Sat May 24 02:08:30 PDT 2025

llvmbot wrote:




@llvm/pr-subscribers-llvm-ir

Author: Ralf Jung (RalfJung)

<details>
<summary>Changes</summary>

Based on discussion with @nikic. Also Cc @nunoplopes.

This enables the (reasonably common) pattern of using `mmap` to reserve but not actually map a wide range of pages, and then only adding in more pages as memory is actually needed. Effectively, that region of memory is one big allocated object for LLVM, but crucially, that allocated object *changes its size*.

Having an allocated object grow seems entirely compatible with what LLVM optimizations assume, *except* that when LLVM sees an `alloca` or similar instruction, it will assume that a pointer that has been `getelementptr inbounds` by more than the size of the allocated object cannot alias that `alloca`. But for allocated objects that are created e.g. by `mmap`, where LLVM does not know their size, this cannot happen anyway.

The other main point to be concerned about is having a `getelementptr inbounds` that is moved up across an operation that grows an allocated object: this should be legal as `getelementptr` is freely reorderable. We achieve that by saying that for allocated objects that change their size, "inbounds" means "inbounds of their maximal size", not "inbounds of their current size".
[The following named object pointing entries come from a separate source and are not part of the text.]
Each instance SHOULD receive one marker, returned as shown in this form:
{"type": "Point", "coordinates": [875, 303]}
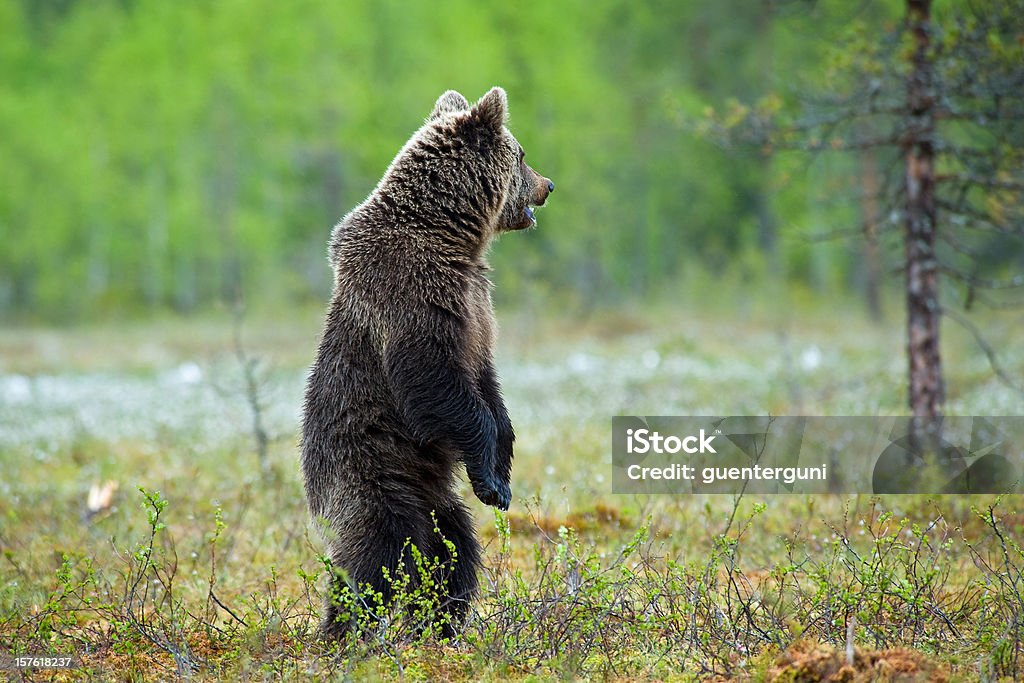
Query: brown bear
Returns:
{"type": "Point", "coordinates": [403, 387]}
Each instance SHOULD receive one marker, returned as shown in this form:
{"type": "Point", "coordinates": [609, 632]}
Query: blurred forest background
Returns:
{"type": "Point", "coordinates": [167, 156]}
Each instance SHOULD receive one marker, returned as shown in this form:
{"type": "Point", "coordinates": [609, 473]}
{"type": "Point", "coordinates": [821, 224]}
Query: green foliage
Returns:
{"type": "Point", "coordinates": [169, 154]}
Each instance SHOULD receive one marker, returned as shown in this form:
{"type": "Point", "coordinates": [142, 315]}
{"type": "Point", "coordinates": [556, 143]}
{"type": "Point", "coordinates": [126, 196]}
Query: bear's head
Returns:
{"type": "Point", "coordinates": [474, 166]}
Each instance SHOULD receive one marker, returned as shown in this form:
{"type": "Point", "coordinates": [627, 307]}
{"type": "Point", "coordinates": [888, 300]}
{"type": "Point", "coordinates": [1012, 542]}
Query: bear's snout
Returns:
{"type": "Point", "coordinates": [543, 187]}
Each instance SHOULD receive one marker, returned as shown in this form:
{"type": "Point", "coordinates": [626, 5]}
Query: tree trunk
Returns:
{"type": "Point", "coordinates": [922, 268]}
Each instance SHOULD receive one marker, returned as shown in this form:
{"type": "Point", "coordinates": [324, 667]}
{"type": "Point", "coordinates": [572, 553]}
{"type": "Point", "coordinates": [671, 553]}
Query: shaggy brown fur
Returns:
{"type": "Point", "coordinates": [403, 387]}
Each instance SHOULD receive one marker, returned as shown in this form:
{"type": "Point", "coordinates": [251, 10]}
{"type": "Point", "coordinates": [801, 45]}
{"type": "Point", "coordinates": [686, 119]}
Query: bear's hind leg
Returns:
{"type": "Point", "coordinates": [382, 545]}
{"type": "Point", "coordinates": [458, 577]}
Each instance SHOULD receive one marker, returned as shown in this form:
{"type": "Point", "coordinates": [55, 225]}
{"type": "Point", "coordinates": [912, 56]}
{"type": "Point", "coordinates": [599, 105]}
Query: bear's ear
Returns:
{"type": "Point", "coordinates": [450, 102]}
{"type": "Point", "coordinates": [493, 109]}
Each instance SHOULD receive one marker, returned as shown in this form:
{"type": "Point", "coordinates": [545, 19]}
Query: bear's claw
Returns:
{"type": "Point", "coordinates": [494, 493]}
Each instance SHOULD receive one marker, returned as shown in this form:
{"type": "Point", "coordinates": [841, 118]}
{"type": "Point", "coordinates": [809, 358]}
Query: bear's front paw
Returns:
{"type": "Point", "coordinates": [494, 492]}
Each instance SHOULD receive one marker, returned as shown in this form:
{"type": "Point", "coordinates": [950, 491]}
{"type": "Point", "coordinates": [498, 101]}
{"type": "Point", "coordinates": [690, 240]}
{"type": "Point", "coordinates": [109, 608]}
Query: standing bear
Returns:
{"type": "Point", "coordinates": [403, 387]}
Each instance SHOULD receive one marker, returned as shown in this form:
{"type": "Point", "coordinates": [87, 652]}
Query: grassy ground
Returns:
{"type": "Point", "coordinates": [202, 562]}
It would be nice to also allow shrinking allocations (e.g. by `munmap`ing pages at the end), but that is more tricky. Consider an example like this:
- load 4 bytes from `ptr`
- call some function
- load 1 byte from `ptr`

Right now, LLVM could argue that since `ptr` clearly has not been deallocated, there must be at least 4 bytes of dereferenceable memory behind `ptr` after the call. If allocations can shrink, this kind of reasoning is no longer valid. I don't know if LLVM actually does reasoning like that -- I think it should not, since I think it should be possible to have allocations that shrink -- but to remain conservative I am not proposing that as part of this patch.

---
Full diff: https://github.com/llvm/llvm-project/pull/141338.diff


1 Files Affected:

- (modified) llvm/docs/LangRef.rst (+10)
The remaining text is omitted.